Surprised, Jax looked directly at Breezy, which was his first mistake. For all he was an absolute tank of a defenseman, Breezy had the biggest, brownest puppy dog eyes Jax had ever seen. Coupled with the thought he’d put into this, Jax crumbled like cheap drywall. “Okay, hit me.”

“Okay.” Breezy cleared his throat and sat up straight. “So, what happened in the locker room in Montreal was shitty. And dumb, and wrong. And Howie’s apologized to us all, but I mean, Howie’s a kid.”

Howie was all of three years younger than Breezy.

“But Hayes hasn’t said anything,” Breezy continued. “And we all started hearing this shit in the room when we’re about twelve, right?”

Jax nodded wordlessly.

“So, now that we’re in the NHL, and we’ve actually made it, I think we should do better. And also help other people do better.”

A burning sensation stung in Jax’s nose and behind his eyes. “Yeah,” he said roughly. “That would be…that would be good.”

“Right, so, um…I know it’s kind of vague so far, but—”
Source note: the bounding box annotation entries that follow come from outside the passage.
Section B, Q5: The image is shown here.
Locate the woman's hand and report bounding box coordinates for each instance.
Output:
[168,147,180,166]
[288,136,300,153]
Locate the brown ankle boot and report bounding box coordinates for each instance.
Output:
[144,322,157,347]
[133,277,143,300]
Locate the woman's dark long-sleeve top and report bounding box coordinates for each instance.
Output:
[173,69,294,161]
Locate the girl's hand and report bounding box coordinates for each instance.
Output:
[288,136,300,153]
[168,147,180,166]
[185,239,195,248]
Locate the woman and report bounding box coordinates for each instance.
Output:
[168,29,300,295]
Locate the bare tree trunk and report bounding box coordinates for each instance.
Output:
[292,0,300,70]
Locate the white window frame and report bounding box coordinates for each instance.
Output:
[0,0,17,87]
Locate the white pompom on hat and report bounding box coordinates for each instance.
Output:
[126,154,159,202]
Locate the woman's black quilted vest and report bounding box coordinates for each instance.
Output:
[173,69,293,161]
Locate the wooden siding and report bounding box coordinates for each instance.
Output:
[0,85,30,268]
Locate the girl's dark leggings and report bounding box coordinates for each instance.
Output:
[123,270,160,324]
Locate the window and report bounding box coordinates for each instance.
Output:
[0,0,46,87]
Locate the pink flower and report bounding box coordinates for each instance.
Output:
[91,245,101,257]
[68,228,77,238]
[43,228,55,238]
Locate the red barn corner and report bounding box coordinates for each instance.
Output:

“You’re right. You’re so right. And we can do better. We’re the fucking San Francisco Sea Lions. There’s so many charities for gay rights literally on our doorstep.”

“Oh, yeah.” Breezy scratched his head. “I almost forgot. You know, my mom was super worried when I got drafted to the Sea Lions. I think she thinks the Castro is a den of iniquity or something. She kept going on about what if some beautiful Asian-American ‘transsexual’ seduced me or something.” He used air quotes around his mother’s words, but frankly, there weren’t enough air quotes in the world.
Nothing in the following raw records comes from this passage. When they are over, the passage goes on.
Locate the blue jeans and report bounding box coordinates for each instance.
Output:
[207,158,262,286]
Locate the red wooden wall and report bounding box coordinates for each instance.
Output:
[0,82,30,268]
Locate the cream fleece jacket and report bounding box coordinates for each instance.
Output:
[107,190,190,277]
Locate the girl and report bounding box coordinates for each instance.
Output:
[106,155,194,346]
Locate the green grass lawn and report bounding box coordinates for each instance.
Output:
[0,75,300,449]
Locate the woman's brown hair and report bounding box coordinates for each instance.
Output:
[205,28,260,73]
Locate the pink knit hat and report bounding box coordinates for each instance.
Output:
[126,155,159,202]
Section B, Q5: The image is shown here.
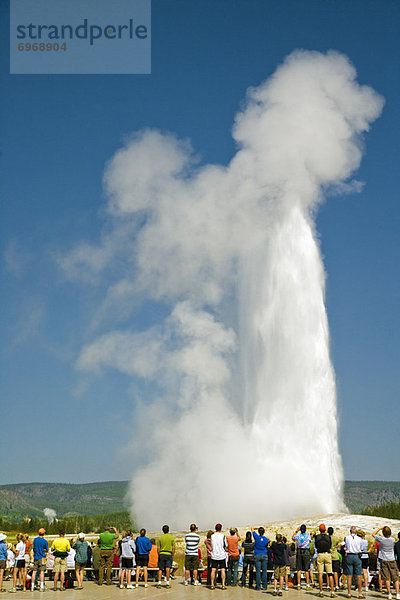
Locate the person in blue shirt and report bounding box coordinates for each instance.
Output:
[0,533,7,592]
[252,527,269,590]
[135,529,152,587]
[31,527,49,592]
[292,523,311,590]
A snort of extremely undignified laughter escaped Jax. “Yikes.”

“I know, right!” Breezy grinned. “I told her it’s transgender now. And also, that I would only fall for Italian dudes.”

“Only you, Breezy.” Jax patted him on the shoulder. “I should take you to a drag show. They would eat you alive.”
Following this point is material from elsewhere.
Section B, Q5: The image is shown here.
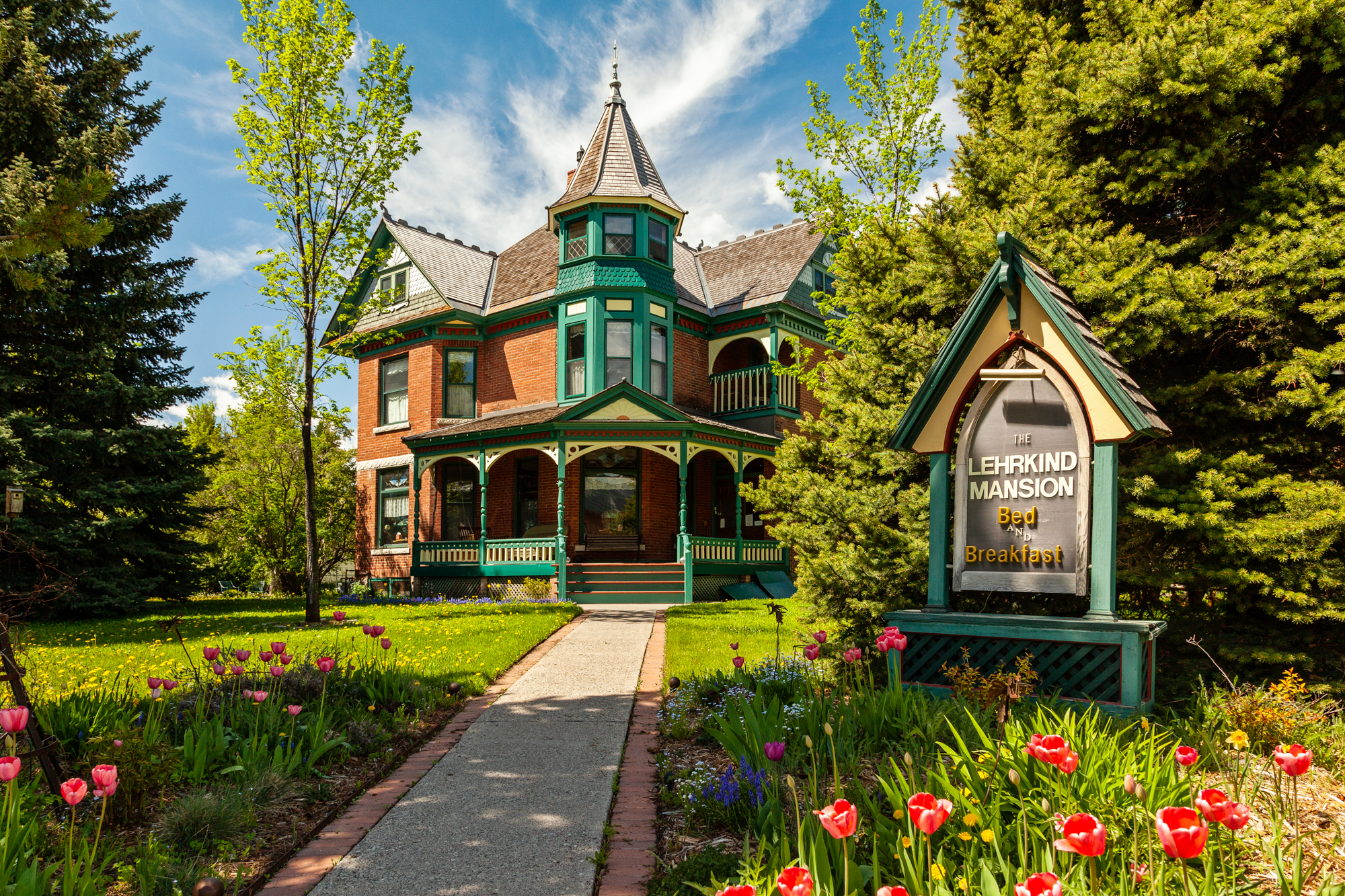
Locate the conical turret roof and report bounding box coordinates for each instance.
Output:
[549,47,686,229]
“What?” Breezy’s eyes went wide and scared.

“Uh, nothing,” Jax said, attempting to emulate a person who had never been to a drag show. “You were right. This is a really good idea.”

A broad smile spread across Breezy’s face. “Wow. I don’t think anyone has ever said that to me before.”

Jax spent the rest of the flight buried in his phone, looking up charities and sending emails.

It was far more rewarding than his original plan of deep-diving the comments on Tyson’s interview.

Halfway through the trip, he switched to sit next to Kayleigh to talk over what he’d found so far.

She supported the idea enthusiastically.

“Honestly it’s a relief,” she told him as they narrowed down the possible charities.

“I’m running out of ideas for new content I can do with you guys, and it’s only November.

Every time I get Tom in front of a camera, I feel like he’s about to run away.

And then I watch the footage, and I wish he had. ”

Jax wasn’t interested in “content”; he was interested in doing something good. But if content got this project off the ground, he would do it.

He followed Tom off the plane as a matter of course. On the bus ride to Cyberian Arena, he showed Tom the research he’d collected in his notes app and the ideas he and Kayleigh were percolating on.

Tom answered in a series of hums and head movements, which had Jax increasingly concerned.

“Don’t you think this would be good?” he finally asked when they’d disembarked, and Tom had yet to say anything more substantive than “hmm.”

“No, I, uh…” Tom rubbed the back of his neck. “Why don’t you come over so we can keep talking?”